The nearest rapid transit station to my home in Portland (Bybee Blvd) looks like this:
This is a typical suburban arrangement (although this is not really suburbia). The station is alongside a highway (labeled McLoughlin Blvd.). The pedestrian access to the station is from the overpass. The little roofs are the elevators and stairs.
But the mapping apps think that the station entrance is on the highway.
So it is impossible to call Uber or Lyft to this station, because the software tells the driver to go down the highway, where all they’ll find is a fence. I can text them to correct it, but not all drivers pay attention to texts (nor should they, while driving.) And even if I correct it, I’ll then wait an extra 10 minutes as they get themselves turned around and navigated to the right spot.
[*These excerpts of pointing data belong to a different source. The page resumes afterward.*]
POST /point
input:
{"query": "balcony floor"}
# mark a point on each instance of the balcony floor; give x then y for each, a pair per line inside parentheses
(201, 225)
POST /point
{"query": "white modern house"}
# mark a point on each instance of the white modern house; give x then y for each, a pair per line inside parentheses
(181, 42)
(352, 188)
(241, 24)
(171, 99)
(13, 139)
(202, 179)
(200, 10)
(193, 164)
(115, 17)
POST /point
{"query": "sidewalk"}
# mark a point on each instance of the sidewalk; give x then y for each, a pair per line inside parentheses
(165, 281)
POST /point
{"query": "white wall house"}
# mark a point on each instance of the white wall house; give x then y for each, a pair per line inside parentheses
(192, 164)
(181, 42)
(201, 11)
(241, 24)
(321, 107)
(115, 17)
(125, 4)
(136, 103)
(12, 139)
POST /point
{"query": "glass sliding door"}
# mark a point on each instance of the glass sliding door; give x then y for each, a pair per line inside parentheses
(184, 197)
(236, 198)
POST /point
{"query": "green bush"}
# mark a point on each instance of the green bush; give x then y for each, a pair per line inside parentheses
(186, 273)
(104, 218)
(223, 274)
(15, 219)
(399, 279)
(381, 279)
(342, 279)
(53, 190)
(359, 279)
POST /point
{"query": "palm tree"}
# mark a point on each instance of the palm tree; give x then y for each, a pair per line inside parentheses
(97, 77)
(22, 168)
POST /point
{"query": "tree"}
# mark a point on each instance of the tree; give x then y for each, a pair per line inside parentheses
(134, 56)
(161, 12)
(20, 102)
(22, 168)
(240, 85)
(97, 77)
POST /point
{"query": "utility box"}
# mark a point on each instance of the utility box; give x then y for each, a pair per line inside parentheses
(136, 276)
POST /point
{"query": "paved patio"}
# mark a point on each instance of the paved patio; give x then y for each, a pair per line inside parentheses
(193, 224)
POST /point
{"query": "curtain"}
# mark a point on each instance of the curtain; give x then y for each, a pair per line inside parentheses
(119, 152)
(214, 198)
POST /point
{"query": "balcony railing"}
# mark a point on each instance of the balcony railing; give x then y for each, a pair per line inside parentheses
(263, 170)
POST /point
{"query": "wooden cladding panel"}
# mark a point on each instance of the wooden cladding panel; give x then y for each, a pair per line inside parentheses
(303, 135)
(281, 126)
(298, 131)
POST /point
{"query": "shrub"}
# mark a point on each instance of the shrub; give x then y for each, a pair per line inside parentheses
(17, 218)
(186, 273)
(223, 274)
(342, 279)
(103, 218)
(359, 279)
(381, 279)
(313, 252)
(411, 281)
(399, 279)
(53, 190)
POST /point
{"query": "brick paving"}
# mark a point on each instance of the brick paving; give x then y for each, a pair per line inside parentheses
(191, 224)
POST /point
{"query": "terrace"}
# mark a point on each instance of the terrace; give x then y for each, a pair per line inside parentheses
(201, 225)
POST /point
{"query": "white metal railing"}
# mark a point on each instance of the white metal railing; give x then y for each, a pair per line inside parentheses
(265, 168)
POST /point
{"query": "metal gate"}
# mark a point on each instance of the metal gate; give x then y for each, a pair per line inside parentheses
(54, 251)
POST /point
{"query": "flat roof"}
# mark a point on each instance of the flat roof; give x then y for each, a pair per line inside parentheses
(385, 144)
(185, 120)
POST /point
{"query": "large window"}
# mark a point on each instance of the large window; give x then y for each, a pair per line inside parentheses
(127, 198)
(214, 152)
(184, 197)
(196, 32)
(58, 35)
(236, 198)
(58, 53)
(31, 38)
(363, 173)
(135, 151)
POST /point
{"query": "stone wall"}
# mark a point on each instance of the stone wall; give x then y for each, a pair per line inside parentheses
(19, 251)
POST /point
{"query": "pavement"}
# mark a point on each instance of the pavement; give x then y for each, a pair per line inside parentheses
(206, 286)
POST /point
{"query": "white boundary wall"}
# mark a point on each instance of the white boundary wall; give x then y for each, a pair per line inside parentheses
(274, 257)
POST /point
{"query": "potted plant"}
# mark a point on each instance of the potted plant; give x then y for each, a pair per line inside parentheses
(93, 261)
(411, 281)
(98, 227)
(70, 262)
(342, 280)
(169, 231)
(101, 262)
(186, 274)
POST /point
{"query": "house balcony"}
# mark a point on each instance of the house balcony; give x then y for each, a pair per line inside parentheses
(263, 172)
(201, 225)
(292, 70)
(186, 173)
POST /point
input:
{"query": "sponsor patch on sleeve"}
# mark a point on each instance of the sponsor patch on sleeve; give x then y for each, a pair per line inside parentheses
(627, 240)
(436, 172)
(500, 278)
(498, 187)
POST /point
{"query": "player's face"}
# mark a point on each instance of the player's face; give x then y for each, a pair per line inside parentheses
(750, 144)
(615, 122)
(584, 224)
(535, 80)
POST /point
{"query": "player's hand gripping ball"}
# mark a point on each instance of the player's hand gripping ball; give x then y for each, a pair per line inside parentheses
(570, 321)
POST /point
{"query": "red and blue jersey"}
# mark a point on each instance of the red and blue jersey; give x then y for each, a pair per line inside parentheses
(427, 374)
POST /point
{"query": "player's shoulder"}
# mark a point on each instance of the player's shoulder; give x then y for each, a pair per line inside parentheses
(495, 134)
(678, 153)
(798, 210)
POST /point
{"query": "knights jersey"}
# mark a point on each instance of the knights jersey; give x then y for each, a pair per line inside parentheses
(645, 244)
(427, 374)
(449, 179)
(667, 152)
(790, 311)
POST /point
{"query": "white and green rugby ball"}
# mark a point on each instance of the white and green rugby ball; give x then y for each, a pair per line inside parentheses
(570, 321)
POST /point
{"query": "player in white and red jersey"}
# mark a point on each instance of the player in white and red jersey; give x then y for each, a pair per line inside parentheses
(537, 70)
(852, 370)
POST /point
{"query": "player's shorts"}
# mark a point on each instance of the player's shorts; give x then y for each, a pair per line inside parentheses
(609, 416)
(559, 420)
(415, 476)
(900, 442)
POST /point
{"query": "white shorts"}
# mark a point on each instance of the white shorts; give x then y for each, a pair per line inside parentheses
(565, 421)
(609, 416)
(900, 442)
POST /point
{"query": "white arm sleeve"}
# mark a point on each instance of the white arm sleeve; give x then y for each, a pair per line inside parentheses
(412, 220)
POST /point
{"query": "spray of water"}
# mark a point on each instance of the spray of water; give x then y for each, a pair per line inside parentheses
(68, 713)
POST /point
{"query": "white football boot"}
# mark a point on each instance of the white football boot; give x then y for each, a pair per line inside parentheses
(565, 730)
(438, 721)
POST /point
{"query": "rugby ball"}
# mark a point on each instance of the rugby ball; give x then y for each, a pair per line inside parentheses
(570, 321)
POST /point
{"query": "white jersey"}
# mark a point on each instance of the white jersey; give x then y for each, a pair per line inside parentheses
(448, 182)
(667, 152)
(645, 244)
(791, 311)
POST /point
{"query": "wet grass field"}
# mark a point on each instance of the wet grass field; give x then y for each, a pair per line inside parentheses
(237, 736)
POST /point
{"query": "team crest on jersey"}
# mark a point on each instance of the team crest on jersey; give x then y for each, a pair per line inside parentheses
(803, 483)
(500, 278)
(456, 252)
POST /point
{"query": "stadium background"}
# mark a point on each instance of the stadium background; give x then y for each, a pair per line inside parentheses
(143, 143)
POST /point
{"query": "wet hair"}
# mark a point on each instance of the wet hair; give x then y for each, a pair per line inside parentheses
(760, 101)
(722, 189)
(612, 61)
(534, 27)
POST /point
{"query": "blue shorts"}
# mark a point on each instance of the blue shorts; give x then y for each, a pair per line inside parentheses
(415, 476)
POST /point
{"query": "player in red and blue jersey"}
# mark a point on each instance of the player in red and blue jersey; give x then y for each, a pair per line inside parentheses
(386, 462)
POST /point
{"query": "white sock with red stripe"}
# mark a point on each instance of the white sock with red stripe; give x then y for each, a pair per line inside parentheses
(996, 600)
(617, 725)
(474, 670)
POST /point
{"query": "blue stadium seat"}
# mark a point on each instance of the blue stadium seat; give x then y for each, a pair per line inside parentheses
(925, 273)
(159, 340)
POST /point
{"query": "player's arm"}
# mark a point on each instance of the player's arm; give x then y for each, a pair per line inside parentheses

This is the example I deal with all the time, but I’ve found many suburban rail stations in many cities where drivers don’t have clear directions about station locations. For example, call Lyft or Uber to Van Dorn Metro Station in Alexandria, Virginia, and you can expect the driver to wander all over the adjacent interchange.
Some people clearly need to go to work accurately coding the location of every entrance to every transit station, but it’s clearly not being done. Why not? It must not be that important to these companies.
So Do Uber and Lyft Want to Go to Transit?
It makes sense that Uber and Lyft would want to do long trips to rapid transit, more than a few miles. For example, in San Francisco, Uber and Lyft do a good business to regional rapid transit stations (BART and Caltrain) but since each system has only one line in the city, these can be trips of several miles (often competing with the abundant local bus and light rail system).
And Uber and Lyft certainly want to be subsidized to do more “last mile” work, via partnerships with transit agencies.
But the drivers’ inability to find transit station entrances — and the fact that this problem has been tolerated for years — is what really decides it for me. Companies that really want to connect with transit would have made sure that they can navigate a driver to any entrance of any rapid transit station. But they don’t.